The biggest issue with 'free' is that it isn't without the costs of time, frustrations, poor quality, a long learning curve, and other expenditures. "Free" options may be out there, but they might be so painful to use that you give up quickly.

There is a good reason the systems that work well cost money. Converting color film negative images to positives that resemble reality (or at least resemble Type 'C' traditional silver halide chromogenic process prints) is very complex. I know, from having run a very high volume, very high speed, very high quality scanning operation in a commercial professional portrait lab for five years (late 2000 to early 2005). The systems we used were:

> Kodak DP2 Print Production Software (a MS SQL industrial class server database)
> Nine Kodak Bremson HR-500 and HR-500+ scanners
> Nine Kodak Wheelman color correction stations with calibrated, profiled monitors

DP2 was a $40,000/year license. It ran on about 75 workstations in the lab (at no extra license charge per PC)
The scanners cost about $55,000 each with computers to run them.
The Wheelman setups (color console, high-end PC, monitor, furniture) cost about $4000 each.
The network infrastructure to make use of the system and its data cost millions. And, of course, we printed on Noritsu digital mini-labs (100K to 180K each x 15)
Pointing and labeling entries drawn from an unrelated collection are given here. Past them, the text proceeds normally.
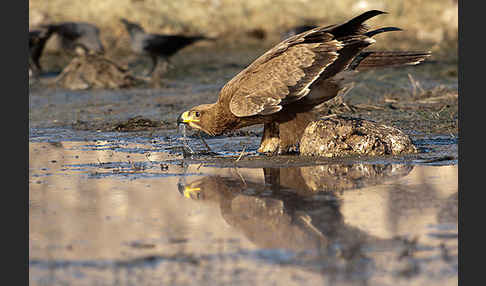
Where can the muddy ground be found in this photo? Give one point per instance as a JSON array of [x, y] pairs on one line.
[[420, 100]]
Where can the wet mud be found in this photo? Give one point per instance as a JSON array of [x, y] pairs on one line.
[[117, 196]]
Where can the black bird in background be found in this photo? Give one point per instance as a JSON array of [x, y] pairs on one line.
[[157, 45], [37, 42], [78, 37]]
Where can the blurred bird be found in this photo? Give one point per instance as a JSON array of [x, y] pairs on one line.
[[37, 41], [157, 45], [78, 37]]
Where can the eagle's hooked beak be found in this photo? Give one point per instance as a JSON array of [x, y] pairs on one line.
[[180, 120]]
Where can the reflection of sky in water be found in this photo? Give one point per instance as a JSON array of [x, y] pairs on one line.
[[90, 207]]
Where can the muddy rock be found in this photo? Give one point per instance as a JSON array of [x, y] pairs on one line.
[[86, 72], [344, 136]]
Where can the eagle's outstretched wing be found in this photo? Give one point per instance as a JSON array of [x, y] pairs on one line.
[[284, 74]]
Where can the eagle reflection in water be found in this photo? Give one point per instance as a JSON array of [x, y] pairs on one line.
[[298, 208]]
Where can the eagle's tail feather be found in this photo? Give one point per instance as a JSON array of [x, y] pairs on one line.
[[381, 59]]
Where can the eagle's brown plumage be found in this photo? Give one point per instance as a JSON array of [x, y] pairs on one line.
[[284, 87]]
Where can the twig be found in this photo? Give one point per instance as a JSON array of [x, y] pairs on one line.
[[241, 154]]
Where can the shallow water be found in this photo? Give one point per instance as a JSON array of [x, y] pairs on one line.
[[133, 212]]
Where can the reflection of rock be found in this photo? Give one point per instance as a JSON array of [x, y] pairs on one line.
[[341, 136], [449, 212], [92, 71], [340, 177]]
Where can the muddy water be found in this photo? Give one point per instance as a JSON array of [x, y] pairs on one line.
[[133, 211]]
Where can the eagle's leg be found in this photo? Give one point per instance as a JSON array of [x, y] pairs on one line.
[[154, 65], [270, 139]]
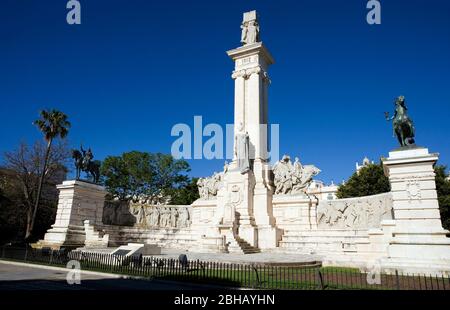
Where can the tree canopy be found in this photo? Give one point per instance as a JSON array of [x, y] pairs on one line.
[[135, 175], [370, 180]]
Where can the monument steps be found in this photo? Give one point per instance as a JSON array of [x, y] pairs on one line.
[[246, 247], [171, 238]]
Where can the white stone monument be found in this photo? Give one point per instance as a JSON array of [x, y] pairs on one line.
[[80, 210], [417, 241]]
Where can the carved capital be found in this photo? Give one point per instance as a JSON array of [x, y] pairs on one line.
[[238, 73]]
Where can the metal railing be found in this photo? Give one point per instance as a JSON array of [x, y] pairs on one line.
[[228, 274]]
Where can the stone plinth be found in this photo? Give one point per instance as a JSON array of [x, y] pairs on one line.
[[418, 236], [78, 202]]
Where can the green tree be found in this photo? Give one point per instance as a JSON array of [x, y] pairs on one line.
[[185, 195], [52, 124], [369, 181], [139, 174], [19, 179]]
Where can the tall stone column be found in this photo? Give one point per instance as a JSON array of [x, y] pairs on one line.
[[251, 116]]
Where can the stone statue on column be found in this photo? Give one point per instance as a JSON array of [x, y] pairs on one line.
[[250, 28]]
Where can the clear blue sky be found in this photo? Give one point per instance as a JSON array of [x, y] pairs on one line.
[[133, 69]]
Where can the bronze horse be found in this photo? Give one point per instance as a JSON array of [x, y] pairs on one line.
[[85, 163], [403, 125]]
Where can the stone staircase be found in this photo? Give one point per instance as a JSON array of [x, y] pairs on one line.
[[167, 238], [238, 245]]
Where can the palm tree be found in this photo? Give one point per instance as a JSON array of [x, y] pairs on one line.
[[52, 124]]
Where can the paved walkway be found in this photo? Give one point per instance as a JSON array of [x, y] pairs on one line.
[[266, 258]]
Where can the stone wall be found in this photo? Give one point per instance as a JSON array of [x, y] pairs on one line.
[[355, 213], [146, 216]]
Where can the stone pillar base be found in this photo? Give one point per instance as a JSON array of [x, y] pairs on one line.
[[78, 201]]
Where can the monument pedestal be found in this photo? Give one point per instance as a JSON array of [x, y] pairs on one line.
[[78, 202], [417, 239]]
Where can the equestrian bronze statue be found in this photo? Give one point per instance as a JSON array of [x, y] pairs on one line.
[[84, 162], [403, 125]]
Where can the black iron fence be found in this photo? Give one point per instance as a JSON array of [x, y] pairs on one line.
[[228, 274]]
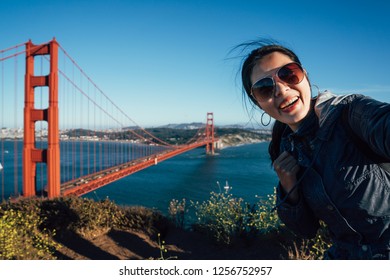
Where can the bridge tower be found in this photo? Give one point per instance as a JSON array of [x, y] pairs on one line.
[[50, 155], [210, 133]]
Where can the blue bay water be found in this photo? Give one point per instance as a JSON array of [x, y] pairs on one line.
[[192, 175]]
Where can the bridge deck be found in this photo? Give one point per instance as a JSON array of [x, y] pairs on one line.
[[99, 179]]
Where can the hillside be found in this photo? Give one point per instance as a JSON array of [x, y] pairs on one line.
[[228, 136], [81, 229]]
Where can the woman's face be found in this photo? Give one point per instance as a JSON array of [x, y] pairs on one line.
[[290, 103]]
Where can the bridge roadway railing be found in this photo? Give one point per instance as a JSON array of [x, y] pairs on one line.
[[99, 179]]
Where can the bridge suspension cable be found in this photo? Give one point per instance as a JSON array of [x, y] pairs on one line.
[[94, 145]]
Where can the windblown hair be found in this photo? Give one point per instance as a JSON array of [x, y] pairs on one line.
[[262, 49]]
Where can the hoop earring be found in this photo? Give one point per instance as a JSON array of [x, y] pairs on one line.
[[262, 121], [318, 90]]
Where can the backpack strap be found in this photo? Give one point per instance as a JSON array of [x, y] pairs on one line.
[[383, 162]]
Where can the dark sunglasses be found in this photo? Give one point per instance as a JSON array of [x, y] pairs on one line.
[[291, 73]]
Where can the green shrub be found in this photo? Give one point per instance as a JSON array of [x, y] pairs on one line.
[[312, 249], [222, 217], [264, 218], [20, 236]]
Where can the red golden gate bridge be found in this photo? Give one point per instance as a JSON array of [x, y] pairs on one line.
[[68, 137]]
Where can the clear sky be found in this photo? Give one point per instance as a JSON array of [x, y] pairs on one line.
[[168, 61]]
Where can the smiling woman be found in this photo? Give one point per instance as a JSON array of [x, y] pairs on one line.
[[324, 174]]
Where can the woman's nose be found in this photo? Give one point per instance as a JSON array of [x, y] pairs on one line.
[[280, 87]]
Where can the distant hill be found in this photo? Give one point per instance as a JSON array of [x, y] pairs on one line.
[[229, 136]]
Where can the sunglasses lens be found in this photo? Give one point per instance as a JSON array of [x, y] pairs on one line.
[[263, 89], [291, 73]]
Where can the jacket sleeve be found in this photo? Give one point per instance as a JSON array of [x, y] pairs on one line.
[[299, 217], [370, 120]]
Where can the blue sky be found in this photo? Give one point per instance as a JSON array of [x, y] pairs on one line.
[[168, 61]]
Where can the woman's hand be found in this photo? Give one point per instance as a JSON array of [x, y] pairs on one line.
[[286, 168]]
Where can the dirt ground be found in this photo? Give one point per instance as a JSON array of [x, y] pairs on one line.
[[180, 244]]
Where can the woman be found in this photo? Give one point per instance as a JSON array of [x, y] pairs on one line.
[[323, 173]]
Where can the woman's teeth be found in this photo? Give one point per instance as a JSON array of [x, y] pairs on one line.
[[288, 103]]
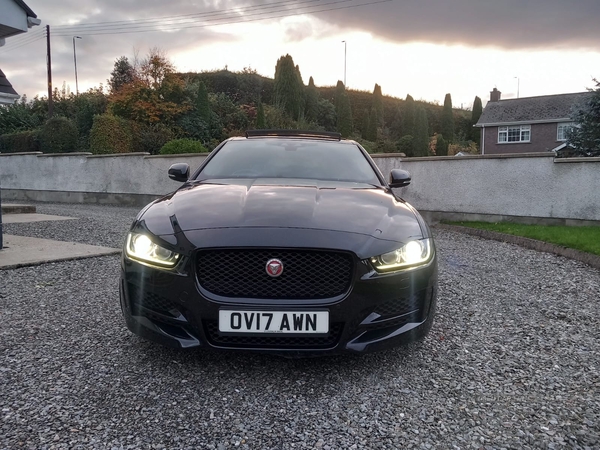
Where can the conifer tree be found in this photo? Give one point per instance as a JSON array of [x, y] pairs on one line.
[[203, 104], [288, 87], [123, 73], [408, 117], [377, 105], [421, 136], [261, 122], [441, 146], [364, 131], [312, 101], [372, 130], [475, 115], [344, 115], [584, 138], [447, 122], [340, 90]]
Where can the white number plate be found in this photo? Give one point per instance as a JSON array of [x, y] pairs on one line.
[[274, 321]]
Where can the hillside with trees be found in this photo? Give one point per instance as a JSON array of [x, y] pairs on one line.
[[147, 104]]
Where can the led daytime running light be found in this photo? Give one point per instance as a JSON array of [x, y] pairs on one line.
[[140, 246]]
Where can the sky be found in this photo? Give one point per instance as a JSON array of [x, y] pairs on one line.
[[425, 48]]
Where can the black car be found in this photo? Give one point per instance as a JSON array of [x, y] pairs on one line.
[[284, 242]]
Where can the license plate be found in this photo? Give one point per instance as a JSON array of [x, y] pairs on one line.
[[274, 321]]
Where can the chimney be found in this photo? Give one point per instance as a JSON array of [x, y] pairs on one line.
[[495, 95]]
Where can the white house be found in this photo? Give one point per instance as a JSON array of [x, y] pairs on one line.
[[15, 18]]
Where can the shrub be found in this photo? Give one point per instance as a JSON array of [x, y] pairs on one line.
[[385, 146], [59, 135], [151, 138], [110, 134], [178, 146], [405, 145], [23, 141]]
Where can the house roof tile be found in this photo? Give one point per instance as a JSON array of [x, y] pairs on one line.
[[5, 86], [27, 9], [539, 109]]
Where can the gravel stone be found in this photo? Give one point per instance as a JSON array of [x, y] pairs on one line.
[[512, 362]]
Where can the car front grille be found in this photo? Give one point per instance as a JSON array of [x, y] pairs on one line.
[[269, 341], [307, 274]]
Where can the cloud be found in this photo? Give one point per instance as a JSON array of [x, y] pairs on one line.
[[508, 24], [25, 66]]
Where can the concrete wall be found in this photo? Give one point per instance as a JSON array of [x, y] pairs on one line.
[[525, 188]]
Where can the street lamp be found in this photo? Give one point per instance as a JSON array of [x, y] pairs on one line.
[[75, 61], [344, 63]]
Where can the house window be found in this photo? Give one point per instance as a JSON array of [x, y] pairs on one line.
[[561, 130], [514, 134]]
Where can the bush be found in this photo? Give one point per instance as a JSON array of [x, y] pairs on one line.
[[179, 146], [405, 145], [151, 138], [59, 135], [385, 146], [24, 141], [110, 134]]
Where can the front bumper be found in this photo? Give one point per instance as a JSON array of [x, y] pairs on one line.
[[378, 312]]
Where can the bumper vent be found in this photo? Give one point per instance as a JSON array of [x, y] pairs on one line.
[[307, 274]]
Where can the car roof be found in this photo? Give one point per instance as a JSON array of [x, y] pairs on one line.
[[294, 134]]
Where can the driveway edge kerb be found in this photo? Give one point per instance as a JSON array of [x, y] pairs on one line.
[[540, 246]]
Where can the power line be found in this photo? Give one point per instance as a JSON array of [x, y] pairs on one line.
[[226, 15], [128, 30], [185, 16], [22, 43], [13, 40]]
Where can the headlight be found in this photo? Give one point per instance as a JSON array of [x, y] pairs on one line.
[[140, 246], [412, 254]]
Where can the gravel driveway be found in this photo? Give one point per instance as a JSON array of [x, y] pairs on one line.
[[513, 361]]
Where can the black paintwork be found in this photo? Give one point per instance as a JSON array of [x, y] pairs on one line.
[[293, 213]]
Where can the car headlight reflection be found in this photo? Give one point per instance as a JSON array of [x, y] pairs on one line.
[[140, 246], [411, 254]]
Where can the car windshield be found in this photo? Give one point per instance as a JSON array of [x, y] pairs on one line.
[[290, 158]]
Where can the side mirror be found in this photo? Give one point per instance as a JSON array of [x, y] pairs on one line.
[[179, 172], [399, 178]]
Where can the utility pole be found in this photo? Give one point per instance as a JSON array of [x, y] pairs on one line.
[[75, 61], [49, 61], [344, 63]]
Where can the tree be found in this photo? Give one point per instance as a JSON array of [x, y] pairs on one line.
[[261, 122], [123, 73], [396, 128], [447, 122], [343, 110], [408, 118], [372, 129], [344, 116], [364, 131], [326, 117], [156, 94], [441, 146], [421, 137], [377, 105], [475, 115], [584, 138], [311, 110], [202, 104], [340, 90], [288, 87]]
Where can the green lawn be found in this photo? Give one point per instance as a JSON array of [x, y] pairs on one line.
[[586, 239]]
The results from the system described in my white paper (the PDF attached above) will do a job at least as high quality as those expensive commercial systems did for us back when film was still king. But remember the old adage, "Good, Fast, and Cheap... Pick any two?" It's good and cheap. It's much slower than the lab was. The lab was good, fast, and expensive! We scanned 7 to 9 images per second during peak usage.

You do need:

> A subscription to the Adobe Photography Plan, about $11/month with tax included.
> Negative Lab Pro Lightroom Classic Plug-in software ($99 one time, plus tax).
> A well-diffused light source capable of very high "color rendering index" output (under $50)
> A suitable film holder — the EFH is under £100. It's a little more in dollars due to exchange rate and shipping.
> A computer with custom-calibrated and custom-profiled monitor (I assume you have that already).
> A camera and macro lens (I assume you have that already).
> A tripod or copy stand or other device to keep the film parallel to the sensor (I assume you have that already).

Here are a few samples of scans from the setup I describe. These were particularly difficult to process due to the age of the negatives and the conditions under which they were stored:

Made in the mid-1970s on Kodak Vericolor II color negative film.
Made in the mid-1970s on Kodak Vericolor II color ...
(Download)

Made in the early-1970s on Fujifilm of some sort. (Family negative)
Made in the early-1970s on Fujifilm of some sort. ...
(Download)

Original too small to download on UHH, but made on a Fujicolor film in June, 1978.
Original too small to download on UHH, but made on...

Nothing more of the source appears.